Gel de fonds record chez SyzLe magnat angolais qui avait mis sa fortune à l’abri à Genève emprisonné
Cette arrestation pourrait retarder la levée des séquestres apposés par la justice genevoise sur 856 millions de francs déposés par Carlos Manuel de São Vicente à la Banque Syz.

Le magnat angolais de l’assurance qui avait mis sa fortune à l’abri à Genève, avant d’intéresser la justice du canton en 2018, est emprisonné depuis un mois au centre pénitentiaire de Comarca Viana, à Luanda. Son arrestation reflète un retournement aussi rapide que complet des autorités angolaises face à l’homme qui exploitait un juteux monopole: l’assurance des plateformes offshore exploitées par les «majors» au large du troisième pays pétrolier du continent.
Cette volte-face pourrait retarder la levée des séquestres apposés par la justice genevoise sur 856 millions de francs déposés par Carlos Manuel de São Vicente à la Banque Syz.
Déçu par son banquier
L’affaire avait été déclenchée le 7 novembre 2018 après dénonciation de la banque au bureau de lutte antiblanchiment – le MROS. Soupçon invoqué? Ce client clé pourrait ne pas déclarer son patrimoine au fisc dans son pays. Ce n’est cependant pas la seule raison, à en croire le blâme infligé le mois dernier à Syz par son autorité de tutelle. La FINMA évoque un «manquement dans [sa] lutte contre le blanchiment».
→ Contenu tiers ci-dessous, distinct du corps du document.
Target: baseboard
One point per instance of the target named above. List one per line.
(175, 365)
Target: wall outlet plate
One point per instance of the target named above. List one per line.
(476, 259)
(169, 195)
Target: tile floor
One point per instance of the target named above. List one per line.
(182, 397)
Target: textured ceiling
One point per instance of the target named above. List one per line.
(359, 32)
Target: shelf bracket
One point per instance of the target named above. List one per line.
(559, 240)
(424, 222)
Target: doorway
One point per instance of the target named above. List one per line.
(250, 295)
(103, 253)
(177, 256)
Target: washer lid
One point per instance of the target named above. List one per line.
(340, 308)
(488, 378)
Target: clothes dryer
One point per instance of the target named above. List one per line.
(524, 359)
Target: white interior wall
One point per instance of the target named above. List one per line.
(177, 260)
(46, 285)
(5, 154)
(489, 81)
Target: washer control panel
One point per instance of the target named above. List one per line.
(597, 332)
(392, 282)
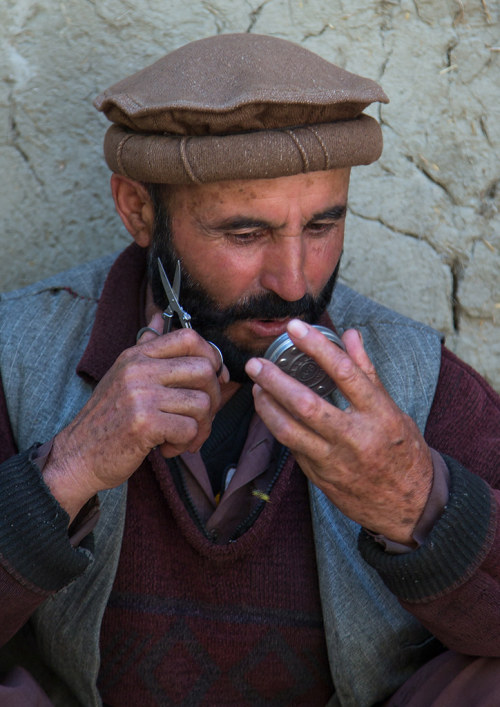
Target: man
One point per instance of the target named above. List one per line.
(228, 572)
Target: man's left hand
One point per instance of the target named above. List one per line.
(371, 459)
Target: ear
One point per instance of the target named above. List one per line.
(135, 208)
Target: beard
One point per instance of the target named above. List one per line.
(211, 320)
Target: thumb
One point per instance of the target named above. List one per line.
(152, 330)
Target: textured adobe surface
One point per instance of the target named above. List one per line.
(423, 230)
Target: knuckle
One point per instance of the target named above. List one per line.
(308, 405)
(346, 370)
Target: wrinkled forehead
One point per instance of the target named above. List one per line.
(266, 199)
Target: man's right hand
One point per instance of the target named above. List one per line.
(163, 392)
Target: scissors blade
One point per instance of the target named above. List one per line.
(172, 294)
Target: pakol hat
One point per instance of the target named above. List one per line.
(239, 106)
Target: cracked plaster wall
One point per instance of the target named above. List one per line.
(423, 230)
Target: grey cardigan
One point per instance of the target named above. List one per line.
(374, 645)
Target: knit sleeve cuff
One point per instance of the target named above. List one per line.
(452, 551)
(34, 541)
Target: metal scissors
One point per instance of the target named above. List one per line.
(174, 307)
(172, 293)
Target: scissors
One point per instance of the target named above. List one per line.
(174, 306)
(172, 293)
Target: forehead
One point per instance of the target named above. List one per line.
(315, 191)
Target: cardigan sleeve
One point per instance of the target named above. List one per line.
(452, 582)
(36, 555)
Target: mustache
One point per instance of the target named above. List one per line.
(264, 306)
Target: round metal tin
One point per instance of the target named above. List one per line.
(299, 365)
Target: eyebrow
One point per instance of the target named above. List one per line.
(334, 213)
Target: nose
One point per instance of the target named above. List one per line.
(283, 268)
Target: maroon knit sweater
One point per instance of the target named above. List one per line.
(192, 622)
(464, 423)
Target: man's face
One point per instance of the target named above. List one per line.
(254, 254)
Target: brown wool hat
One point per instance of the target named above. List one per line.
(239, 106)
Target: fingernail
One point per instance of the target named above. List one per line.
(297, 328)
(253, 367)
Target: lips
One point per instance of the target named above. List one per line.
(265, 328)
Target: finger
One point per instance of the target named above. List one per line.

Ce signalement était intervenu alors que les relations se tendaient avec un client qui, au fil de courriels, avertissait le banquier Eric Syz qu’il allait sortir tout son argent de l’établissement. L’irruption de la justice genevoise l’en empêchera. Sa fortune reste bloquée quai du Rhône, en dépit des requêtes de ses avocats.
Luanda se ravise
«Il n’y a aucune preuve en Angola de corruption, de blanchiment d’argent ou de participation économique aux délits décrits dans [votre] commission rogatoire.» Forte de plusieurs centaines de pages, la réponse envoyée à la mi-août par les autorités angolaises au Ministère public genevois semblait pourtant pointer en faveur d’une levée du séquestre.
«Le prévenu est devenu actionnaire d’AAA Seguros au détriment de Sonangol»
Depuis, tout a basculé. L’enquête suisse sur l’homme qui valait 1 milliard fait les gros titres en Angola. Réentendu par la police à Luanda, il est placé en détention le 17 septembre.
Les procureurs angolais, qui l’avaient absous un mois plus tôt, le soupçonnent désormais d’être devenu propriétaire à 90% de la société d’assurance AAA Seguros «au détriment de Sonangol», le bras pétrolier de l’État, en lui causant «des pertes de plus de 900 millions de dollars». Selon le mandat d’arrêt émis par les autorités angolaises, l’homme d’affaires aurait monté «un stratagème» afin de «s’approprier de façon illégale les bénéfices du système d’assurance du secteur pétrolier».
Accusations «politiques»
Semblant valider les soupçons à l’origine de la procédure genevoise, cette nouvelle enquête de Luanda fait tomber le ciel sur la tête de l’homme d’affaires, dont la famille se trouvait alors au Portugal. «Ces accusations sans fondement montrent que la tournure prise par les événements est uniquement motivée par une décision politique», a dû réagir son avocate genevoise Clara Poglia dans un communiqué.
«Il y a deux mois, l’État angolais attestait n’avoir aucun reproche à l’endroit de M. de São Vicente»
Jointe hier, cette dernière rappelle que l’homme de 60 ans «avait été, dans le cadre de son activité à la Sonangol, chargé de restructurer la gestion des risques des opérations pétrolières, ce qui a conduit à la création d’une société angolaise permettant de sauvegarder cette activité d’assurance dans le pays». L’associée de l’étude Schellenberg Wittmer ajoute que ce rôle d’assureur des compagnies pétrolières dans le pays lui a été retiré en 2016, alors que la compagnie nationale était reprise par la fille de l’ancien président Dos Santos.
Privé de contrats, Carlos Manuel de São Vicente avait depuis organisé la liquidation de sa société. Notamment en démêlant l’écheveau des avances en dollars qu’il avait concédé à AAA Seguros – la société au cœur de son conglomérat – pour lui permettre de mener à bien son activité. Selon des documents auxquels la rédaction a eu accès, elle lui a ainsi rendu 637 millions de dollars entre 2008 et 2018, soit les trois quarts des montants déposés à Genève. L’homme d’affaires attendait encore le remboursement de 150 millions. Peu probable qu’il les reçoive un jour.